If you are good, then once you have detected a stolen serial or patch, all you have to do is set the window procedure of the "Register" button to the address of a procedure that ALWAYS says "Thank you, your serial has been accepted".

This hash idea is part of a larger package that i am trying to get across.

PB · Post by PB » Fri Jan 25, 2008 10:41 am

> [crackers] arent going to use it for a week before they release their keygen

Time delays before warnings are a good idea. "King's Quest V" did that.
You played about a third of the game (don't know how many hours or
days that was in those days) and THEN had to enter something from the
manual to continue. So crackers wouldn't know there was a check coming
unless they played the game for days first.

superadnim · Post by **superadnim** » Sat Jan 26, 2008 2:52 pm

Yes, but ultimately even if you put 200 checks, if they are all the same - once you detect one in the assembly dump, you can pretty much replace them all afterwards...

That's why I think the checks should all be different, it doesn't matter how or when they are performed.. if all your checks are equal... then you've got a problem.

Also, I don't think that tampering with the application's functionality is a good idea, in case a bad serial was entered afterwards, because it might give a bad impression of your application, the actual illegal user might even talk crap about your program because it's not working as it was supposed to. (of course, you can tell your paid customers this is a known behavior for an illegal copy, but then - they'll know about the system and there you are... back to square 1).

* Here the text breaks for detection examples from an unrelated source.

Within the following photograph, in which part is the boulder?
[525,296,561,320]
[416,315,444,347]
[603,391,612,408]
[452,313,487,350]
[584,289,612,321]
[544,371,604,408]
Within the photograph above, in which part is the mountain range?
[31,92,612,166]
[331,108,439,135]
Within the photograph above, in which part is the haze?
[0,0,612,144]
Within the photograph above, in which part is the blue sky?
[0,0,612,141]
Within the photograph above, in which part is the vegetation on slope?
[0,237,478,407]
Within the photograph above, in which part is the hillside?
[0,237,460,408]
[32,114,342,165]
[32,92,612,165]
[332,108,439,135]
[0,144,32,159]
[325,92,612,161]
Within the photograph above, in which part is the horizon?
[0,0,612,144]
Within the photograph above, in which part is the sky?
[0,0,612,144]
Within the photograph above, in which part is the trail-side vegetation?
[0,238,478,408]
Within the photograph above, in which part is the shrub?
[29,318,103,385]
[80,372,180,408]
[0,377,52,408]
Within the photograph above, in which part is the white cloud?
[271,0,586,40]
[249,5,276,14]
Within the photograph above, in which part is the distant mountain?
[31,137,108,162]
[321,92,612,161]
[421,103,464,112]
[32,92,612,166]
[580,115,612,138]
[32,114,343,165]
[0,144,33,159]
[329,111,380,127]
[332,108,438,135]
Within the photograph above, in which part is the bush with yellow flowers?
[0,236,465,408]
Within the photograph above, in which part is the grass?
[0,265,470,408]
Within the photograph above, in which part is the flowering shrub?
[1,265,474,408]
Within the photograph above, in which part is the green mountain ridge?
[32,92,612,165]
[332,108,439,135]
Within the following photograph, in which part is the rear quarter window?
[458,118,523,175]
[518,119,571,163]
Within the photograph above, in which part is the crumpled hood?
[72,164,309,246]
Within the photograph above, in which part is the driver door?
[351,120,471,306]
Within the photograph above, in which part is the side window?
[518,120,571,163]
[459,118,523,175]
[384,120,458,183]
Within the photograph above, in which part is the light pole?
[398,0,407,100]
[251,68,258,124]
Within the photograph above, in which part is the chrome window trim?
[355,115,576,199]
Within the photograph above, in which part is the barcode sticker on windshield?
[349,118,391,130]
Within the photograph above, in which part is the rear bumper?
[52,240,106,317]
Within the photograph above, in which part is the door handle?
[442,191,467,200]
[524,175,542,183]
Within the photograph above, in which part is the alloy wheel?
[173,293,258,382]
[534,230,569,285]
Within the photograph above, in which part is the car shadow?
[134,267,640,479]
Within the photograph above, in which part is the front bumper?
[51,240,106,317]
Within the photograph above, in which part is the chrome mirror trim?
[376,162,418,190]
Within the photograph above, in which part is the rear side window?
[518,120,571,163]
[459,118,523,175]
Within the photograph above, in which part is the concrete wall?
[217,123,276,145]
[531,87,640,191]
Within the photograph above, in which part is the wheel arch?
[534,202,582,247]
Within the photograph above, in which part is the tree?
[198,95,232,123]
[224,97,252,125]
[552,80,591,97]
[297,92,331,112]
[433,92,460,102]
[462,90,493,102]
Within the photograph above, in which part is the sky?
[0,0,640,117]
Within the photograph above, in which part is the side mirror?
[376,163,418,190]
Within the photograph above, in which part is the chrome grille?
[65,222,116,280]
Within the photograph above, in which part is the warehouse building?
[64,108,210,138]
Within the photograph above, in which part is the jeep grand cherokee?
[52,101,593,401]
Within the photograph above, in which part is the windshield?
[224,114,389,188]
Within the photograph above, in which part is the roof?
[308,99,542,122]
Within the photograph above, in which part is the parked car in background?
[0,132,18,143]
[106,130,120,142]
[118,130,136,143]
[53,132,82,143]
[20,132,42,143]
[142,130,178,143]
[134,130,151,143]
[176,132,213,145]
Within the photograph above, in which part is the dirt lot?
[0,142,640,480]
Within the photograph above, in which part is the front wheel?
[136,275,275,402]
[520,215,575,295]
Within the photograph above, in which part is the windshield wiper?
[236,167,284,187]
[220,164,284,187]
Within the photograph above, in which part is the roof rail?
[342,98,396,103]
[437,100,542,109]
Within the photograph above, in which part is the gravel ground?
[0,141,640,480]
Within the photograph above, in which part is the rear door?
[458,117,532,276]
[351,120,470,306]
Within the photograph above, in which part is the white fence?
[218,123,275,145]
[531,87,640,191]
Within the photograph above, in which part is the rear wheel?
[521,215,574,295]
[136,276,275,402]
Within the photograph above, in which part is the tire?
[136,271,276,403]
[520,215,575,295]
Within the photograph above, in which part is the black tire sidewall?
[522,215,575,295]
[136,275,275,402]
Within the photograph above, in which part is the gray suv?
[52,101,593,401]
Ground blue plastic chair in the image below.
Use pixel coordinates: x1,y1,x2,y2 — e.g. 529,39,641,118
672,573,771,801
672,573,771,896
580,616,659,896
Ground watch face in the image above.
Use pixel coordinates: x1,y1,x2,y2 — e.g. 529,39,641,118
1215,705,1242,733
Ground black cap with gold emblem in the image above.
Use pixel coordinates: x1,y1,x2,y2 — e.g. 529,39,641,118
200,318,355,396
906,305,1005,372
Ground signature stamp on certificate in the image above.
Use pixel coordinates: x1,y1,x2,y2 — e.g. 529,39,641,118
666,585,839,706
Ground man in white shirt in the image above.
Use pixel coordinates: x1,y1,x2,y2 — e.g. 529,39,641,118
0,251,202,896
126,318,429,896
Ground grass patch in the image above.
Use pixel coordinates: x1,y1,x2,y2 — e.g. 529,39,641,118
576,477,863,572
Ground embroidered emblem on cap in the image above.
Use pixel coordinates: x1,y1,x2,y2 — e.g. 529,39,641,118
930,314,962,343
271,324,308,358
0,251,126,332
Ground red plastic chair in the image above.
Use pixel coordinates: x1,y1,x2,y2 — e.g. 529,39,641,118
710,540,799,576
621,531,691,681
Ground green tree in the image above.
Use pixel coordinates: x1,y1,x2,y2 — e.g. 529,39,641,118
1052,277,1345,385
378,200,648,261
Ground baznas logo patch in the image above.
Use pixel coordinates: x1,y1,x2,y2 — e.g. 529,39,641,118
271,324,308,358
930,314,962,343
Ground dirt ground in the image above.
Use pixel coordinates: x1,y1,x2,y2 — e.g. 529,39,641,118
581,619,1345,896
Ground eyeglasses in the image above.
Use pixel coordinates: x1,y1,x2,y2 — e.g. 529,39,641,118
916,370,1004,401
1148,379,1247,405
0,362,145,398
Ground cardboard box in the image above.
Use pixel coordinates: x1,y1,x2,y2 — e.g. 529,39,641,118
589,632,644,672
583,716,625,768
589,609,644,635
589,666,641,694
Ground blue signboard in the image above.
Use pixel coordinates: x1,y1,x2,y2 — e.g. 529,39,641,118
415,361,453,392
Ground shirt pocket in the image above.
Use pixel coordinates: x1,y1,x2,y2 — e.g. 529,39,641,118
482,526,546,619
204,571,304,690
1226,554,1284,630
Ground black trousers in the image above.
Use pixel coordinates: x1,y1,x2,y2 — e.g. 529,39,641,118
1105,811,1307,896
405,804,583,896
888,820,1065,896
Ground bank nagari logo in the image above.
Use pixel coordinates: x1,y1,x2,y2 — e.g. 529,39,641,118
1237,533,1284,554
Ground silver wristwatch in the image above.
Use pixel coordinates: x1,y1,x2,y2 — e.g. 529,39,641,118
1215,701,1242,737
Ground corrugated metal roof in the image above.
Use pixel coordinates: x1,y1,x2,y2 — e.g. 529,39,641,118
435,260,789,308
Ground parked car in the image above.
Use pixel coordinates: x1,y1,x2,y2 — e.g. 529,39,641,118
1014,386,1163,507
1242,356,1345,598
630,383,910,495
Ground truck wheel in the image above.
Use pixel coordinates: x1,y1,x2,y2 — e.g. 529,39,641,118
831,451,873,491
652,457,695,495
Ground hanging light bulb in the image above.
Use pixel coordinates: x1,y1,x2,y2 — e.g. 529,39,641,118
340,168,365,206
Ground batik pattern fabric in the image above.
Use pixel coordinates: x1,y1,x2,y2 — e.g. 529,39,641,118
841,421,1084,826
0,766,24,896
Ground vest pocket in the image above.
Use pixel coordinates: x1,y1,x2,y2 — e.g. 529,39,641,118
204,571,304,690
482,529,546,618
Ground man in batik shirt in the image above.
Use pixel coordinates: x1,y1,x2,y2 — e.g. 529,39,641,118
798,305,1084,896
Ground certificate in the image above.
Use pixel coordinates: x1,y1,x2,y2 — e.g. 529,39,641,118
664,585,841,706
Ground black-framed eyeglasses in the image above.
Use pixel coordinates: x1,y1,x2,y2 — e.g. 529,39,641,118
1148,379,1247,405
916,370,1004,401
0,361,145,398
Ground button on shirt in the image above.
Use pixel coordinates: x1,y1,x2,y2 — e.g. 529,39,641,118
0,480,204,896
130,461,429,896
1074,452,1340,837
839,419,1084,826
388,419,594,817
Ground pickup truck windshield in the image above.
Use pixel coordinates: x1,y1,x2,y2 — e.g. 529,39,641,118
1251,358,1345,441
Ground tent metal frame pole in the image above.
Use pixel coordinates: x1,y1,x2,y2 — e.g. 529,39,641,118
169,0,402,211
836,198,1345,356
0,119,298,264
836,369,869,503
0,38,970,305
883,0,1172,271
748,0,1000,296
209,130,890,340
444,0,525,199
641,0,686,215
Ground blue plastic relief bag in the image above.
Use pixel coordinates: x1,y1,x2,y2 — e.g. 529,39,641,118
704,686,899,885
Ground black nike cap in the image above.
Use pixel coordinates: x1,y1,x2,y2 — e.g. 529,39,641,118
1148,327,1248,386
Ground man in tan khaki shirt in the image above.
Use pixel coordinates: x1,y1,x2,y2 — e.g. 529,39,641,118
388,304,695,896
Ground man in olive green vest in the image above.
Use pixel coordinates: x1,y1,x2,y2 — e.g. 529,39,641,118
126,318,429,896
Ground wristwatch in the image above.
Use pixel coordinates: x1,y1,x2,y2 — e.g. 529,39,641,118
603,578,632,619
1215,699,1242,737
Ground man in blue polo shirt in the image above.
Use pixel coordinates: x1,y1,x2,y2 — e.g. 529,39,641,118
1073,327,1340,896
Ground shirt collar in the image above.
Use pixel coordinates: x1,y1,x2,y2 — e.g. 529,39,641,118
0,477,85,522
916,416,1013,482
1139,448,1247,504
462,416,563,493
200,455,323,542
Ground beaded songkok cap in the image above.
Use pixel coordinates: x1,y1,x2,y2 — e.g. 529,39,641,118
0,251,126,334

PB · Post by PB » Sat Jan 26, 2008 3:08 pm

> illegal user might even talk crap about your program because it's not
> working as it was supposed to

Unlikely. They know they're trying to use a bad serial, so they know anything
not working is a result of their illegal activity. And legit users know it works,
so they're going to defend it if the illegal user trashes it. I see it all the time.

superadnim · Post by **superadnim** » Sat Jan 26, 2008 3:14 pm

How exactly?, I'm just saying, what if they don't know this is a normal behavior for a non legit user?... sure if your user base is big enough they might all agree in that it's either this guy's system or something else, because it works just fine on everyone else's system... however, if you don't have a community where people congregate to discuss this sort of things regarding your application/s, then what? - 10 illegal users get together and start writing crap about your tools, then you must go public about how this is a protection scheme, etc... Right there you opened a door to the crackers! (now they know what doesn't work on what situation, they can track this down... unless its 100% "random")

PB · Post by PB » Sat Jan 26, 2008 3:23 pm

Well the first thing you do is when prompting for the serial, is have a message
stating for the user to enter it carefully as a wrong serial can cause the app to
malfunction. This lets both parties (legit and illegal) know that the app works
fine with a correct serial. So, no problem.

As for defending the app against cracker's badmouthing: I see posts all the
time on Usenet where they say "this app is crap" and others reply along the
lines of "buy a legit copy then" etc. The public are smart enough to know.
If the cracker just badmouths it to other crackers, and not to the public,
then so what? It'll just stop crackers from being interested in it, which is
a good thing!

[Edit] Also: if your app has a demo mode, then the people will know it does
work and what the expected behaviour is; so if they enter a bad serial later,
and the behaviour changes, they know why -- because they're pirates.

DoubleDutch · Post by **DoubleDutch** » Sun Jan 27, 2008 11:00 am

My "experimental" system has 2 checksums in the multipart "voucher" code:

The first checksum just makes sure it's a good key, if it is then it passes the key to my online system for verification.

If the online system says it's a bad key then the IP address of the user is then blocked for 48 hours (if it's been in the blocked list before then it goes up to 1 week).

The algorithm for the 2nd check is NOT in the program - it's online. The first checksum is just to make sure that any lame hacks don't even get to the server.

Then as you say, you can use patch checks in the main program, multiple times, all over.